She was surprised to hear the acidity in his voice. “No need to get defensive, Draco, I was just saying –”

“You know, I think it’s really ripe that you, of all people, are worried about my love life. I would’ve thought it should have been the other way around.”

Ginny bristled. “What is that supposed to mean?”

Draco huffed nonchalantly, but she could see his hand shaking slightly in the dim light. “How many dates have you been on since we’ve started talking? Four, maybe five at best?”

“And what’s wrong with that?”

“Five dates in two years, Gin? Seriously –”

“Am I supposed to whore myself out like you do?”

Draco took a breath to say something but stopped himself, the words catching in his throat. Shaking his head, he swallowed the words and changed directions. “Where is this coming from, Gin?” he asked softly.

“What, the whoring yourself out thing? Honestly, Draco, even you can’t deny –”

“No, not that,” he said, dismissing her with an impatient wave of his hand, “I mean the random questions about the women I’ve dated, asking me when I’m getting married – all while we’re playing Quidditch, no less.”

“So?” Ginny asked defensively, crossing her arms.

“I think we know that between the two of us, my love life is not the one that in dire need of scrutinizing.”

“There is nothing wrong with my love life!”

“Oh, come one, Gin – you’ve barely gone out with anyone since I’ve gotten to know you and none of them have been a second date. When are you going to actually start dating again?”

“I am actually dating!”

“No, you’re not,” Draco said quietly, shaking his head. “If you were then you wouldn’t be here, using your five dates as some sort of deflective shield and protesting that you’re over Harry all the time.”

Don’t. Don’t take that condescending, judgmental, I-know-more-than-you tone –”

“I wasn’t! And stop trying to change the subject.”

“You so were! Listen, Draco, I have things under control, all right? I don’t need you or your bloody opinions telling me that I need to date more, or – or that I need to get over Harry –”

“So you’re telling me that you don’t need to get over that specked git?”

“I don’t need to get over him because I already am over him! And don’t call Harry a git!” Ginny clenched her broom stick tight in one hand, feeling the wood dig into her palm.

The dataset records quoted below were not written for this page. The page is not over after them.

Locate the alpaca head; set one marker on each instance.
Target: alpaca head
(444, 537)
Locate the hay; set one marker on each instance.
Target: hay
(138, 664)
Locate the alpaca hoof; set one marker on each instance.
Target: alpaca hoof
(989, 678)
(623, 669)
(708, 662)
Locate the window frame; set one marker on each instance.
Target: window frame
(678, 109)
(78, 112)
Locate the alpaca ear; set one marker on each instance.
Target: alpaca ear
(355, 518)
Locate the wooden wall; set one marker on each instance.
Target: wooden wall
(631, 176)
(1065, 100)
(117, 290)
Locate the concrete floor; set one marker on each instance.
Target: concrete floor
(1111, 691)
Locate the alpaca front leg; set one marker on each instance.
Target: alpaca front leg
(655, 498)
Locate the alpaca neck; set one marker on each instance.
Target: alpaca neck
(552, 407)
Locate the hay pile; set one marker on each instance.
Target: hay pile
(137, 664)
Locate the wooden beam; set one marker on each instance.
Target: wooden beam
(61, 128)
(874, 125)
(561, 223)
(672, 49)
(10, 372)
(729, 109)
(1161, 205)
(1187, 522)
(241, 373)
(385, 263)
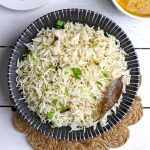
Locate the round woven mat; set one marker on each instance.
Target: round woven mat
(114, 138)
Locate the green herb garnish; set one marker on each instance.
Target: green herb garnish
(51, 114)
(54, 102)
(93, 96)
(76, 73)
(45, 46)
(65, 46)
(62, 106)
(66, 92)
(60, 24)
(52, 126)
(26, 58)
(98, 82)
(93, 45)
(33, 55)
(105, 74)
(65, 72)
(51, 66)
(39, 74)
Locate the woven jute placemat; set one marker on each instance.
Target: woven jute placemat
(114, 138)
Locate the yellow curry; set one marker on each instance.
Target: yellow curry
(136, 7)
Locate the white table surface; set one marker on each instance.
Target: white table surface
(12, 23)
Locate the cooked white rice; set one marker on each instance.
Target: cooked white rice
(72, 72)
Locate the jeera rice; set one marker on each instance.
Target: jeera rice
(67, 71)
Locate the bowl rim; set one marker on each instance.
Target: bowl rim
(39, 128)
(127, 13)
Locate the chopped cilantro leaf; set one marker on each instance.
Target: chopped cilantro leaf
(52, 126)
(93, 96)
(105, 74)
(65, 72)
(66, 92)
(93, 45)
(76, 73)
(45, 46)
(98, 82)
(51, 114)
(39, 74)
(62, 106)
(60, 24)
(51, 66)
(54, 102)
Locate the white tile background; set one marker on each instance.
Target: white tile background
(12, 23)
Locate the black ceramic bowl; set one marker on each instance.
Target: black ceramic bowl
(85, 17)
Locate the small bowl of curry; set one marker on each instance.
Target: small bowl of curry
(139, 9)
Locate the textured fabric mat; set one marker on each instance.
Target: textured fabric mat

Draco paused, and she knew – she knew, even if she couldn’t make out his features in the dim light – that he had that nauseating, smug look on his face. “Is there some specific reason I can't call him a git, Ginny? Why are you defending him?”

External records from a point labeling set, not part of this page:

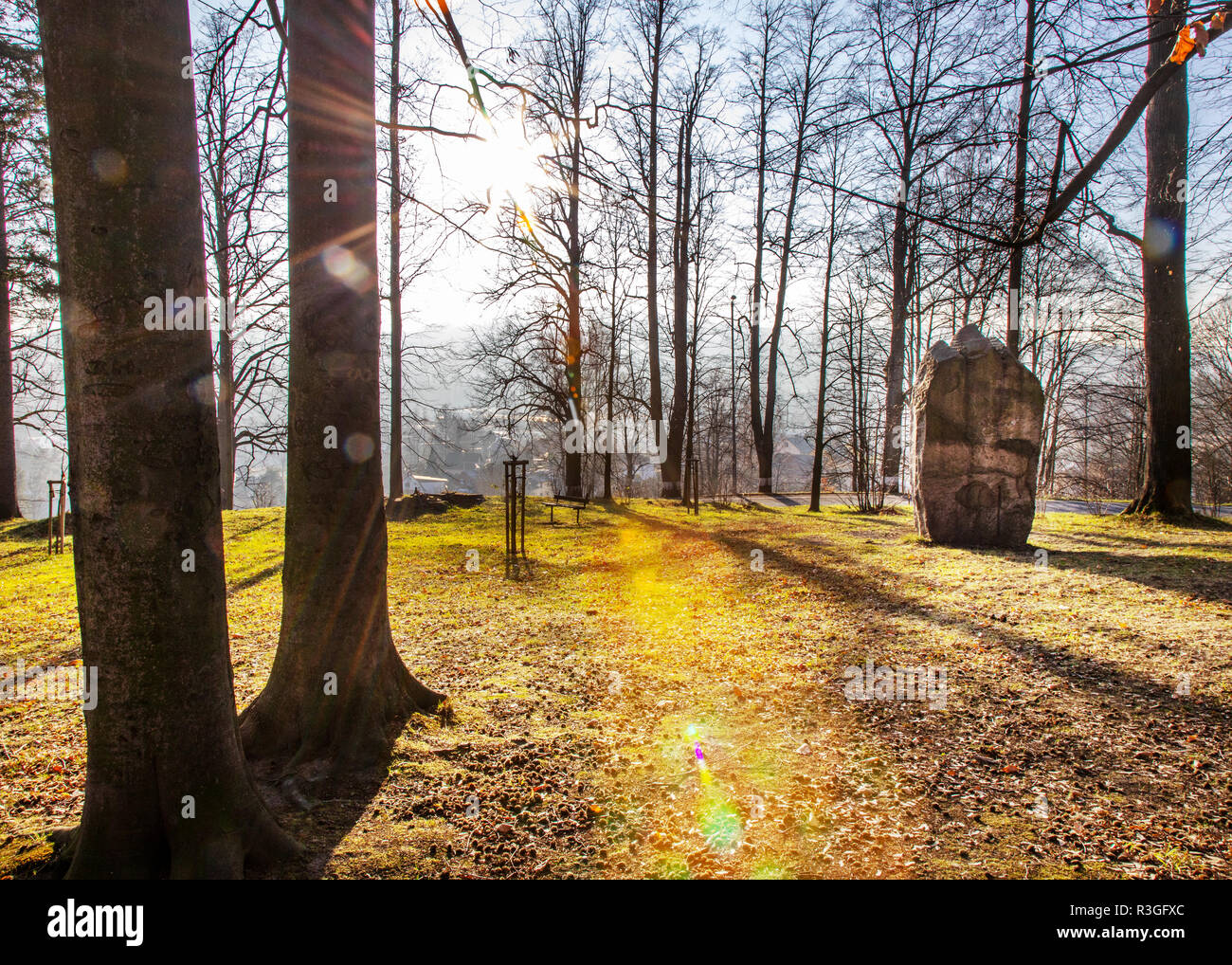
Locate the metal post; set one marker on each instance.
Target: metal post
(734, 484)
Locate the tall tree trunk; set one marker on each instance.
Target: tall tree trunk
(765, 450)
(891, 452)
(1166, 308)
(226, 355)
(814, 497)
(337, 686)
(652, 242)
(691, 422)
(611, 393)
(1013, 325)
(759, 228)
(143, 456)
(394, 262)
(573, 340)
(672, 467)
(9, 505)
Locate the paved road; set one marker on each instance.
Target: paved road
(780, 501)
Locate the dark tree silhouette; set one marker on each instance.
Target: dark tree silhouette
(167, 787)
(337, 684)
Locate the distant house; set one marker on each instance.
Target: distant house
(432, 484)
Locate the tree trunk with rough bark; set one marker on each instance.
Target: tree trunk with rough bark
(337, 692)
(1166, 309)
(167, 788)
(394, 262)
(9, 505)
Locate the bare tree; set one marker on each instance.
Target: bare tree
(143, 446)
(337, 682)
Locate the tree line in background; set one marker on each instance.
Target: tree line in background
(747, 229)
(134, 153)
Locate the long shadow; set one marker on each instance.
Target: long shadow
(1099, 677)
(254, 578)
(1212, 582)
(319, 815)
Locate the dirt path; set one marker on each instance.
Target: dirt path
(723, 754)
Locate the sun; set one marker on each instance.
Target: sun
(503, 168)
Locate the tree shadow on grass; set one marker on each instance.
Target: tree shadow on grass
(1101, 680)
(1212, 579)
(318, 815)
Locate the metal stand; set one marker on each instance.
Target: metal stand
(695, 483)
(516, 510)
(56, 522)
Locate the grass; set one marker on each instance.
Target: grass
(642, 701)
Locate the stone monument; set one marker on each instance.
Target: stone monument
(978, 414)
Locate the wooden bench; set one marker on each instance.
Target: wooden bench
(566, 501)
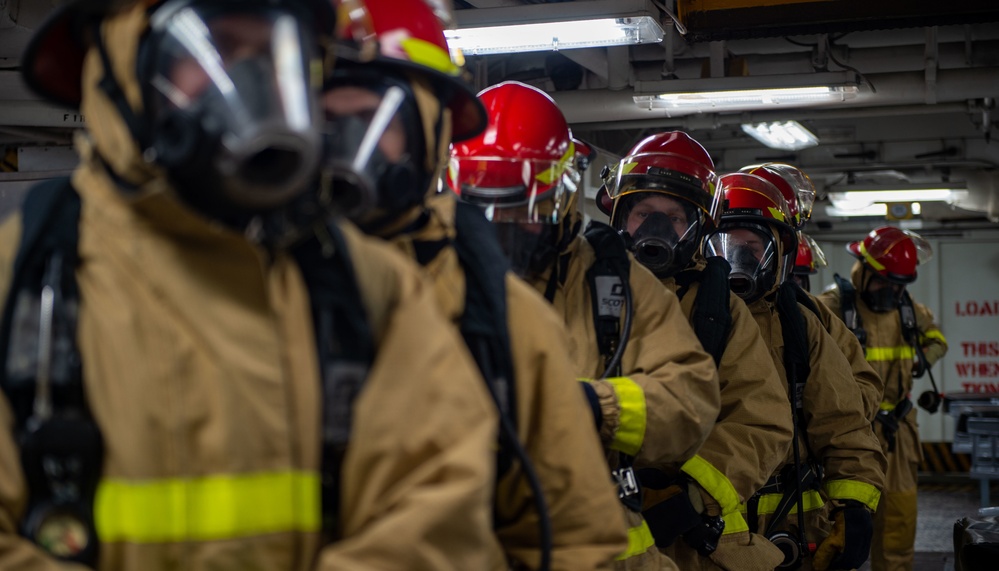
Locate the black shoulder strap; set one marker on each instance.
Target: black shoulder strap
(796, 353)
(484, 328)
(608, 277)
(484, 321)
(848, 308)
(803, 298)
(41, 371)
(712, 317)
(50, 233)
(346, 350)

“Why shouldn’t I defend him?”

“Because he’s a gigantic arsehole!” Draco suddenly burst out, his voice ragged with emotion. “The prick dumps you with no warning, breaking every single promise he’s ever made to you. He doesn’t try to patch things up, doesn’t try to be friends or make anything less awkward between the two of you despite the fact that he’s practically your parents’ eleventh – er, eighth? – whatever, son –”

“Seventh,” Ginny tried to cut in “And that’s not –”

“You say the two of you were friends long before you started dating, but he doesn’t even seem to care about you,” Draco went on, not even hearing her. “He gets engaged to Cho despite the fact that you are clearly not over him – everyone can see that –”

“Now, wait a minute, I am over him and you –”

“He failed so badly in everything that had to do with you and yet you’re still defending him! From me, of all people. He treated you like crap, Gin! He’s still treating you like crap and all you can do is stand there and tell me not to call him a git –”

“Shut up!” Ginny finally shouted as the frustration and anger and fear – fear that came with the realization that everything Draco was saying was true – came bubbling to the surface all at once. She opened her mouth to say something, to rebuke and deny all that he had said, but nothing came out.

Draco hovered in front of her, his pale skin nearly glowing in the starlight. He had fallen silent when she shrieked at him, but his gaze was steady, disconcerting in its surety. He knew that she knew, somewhere inside, that what he said was true.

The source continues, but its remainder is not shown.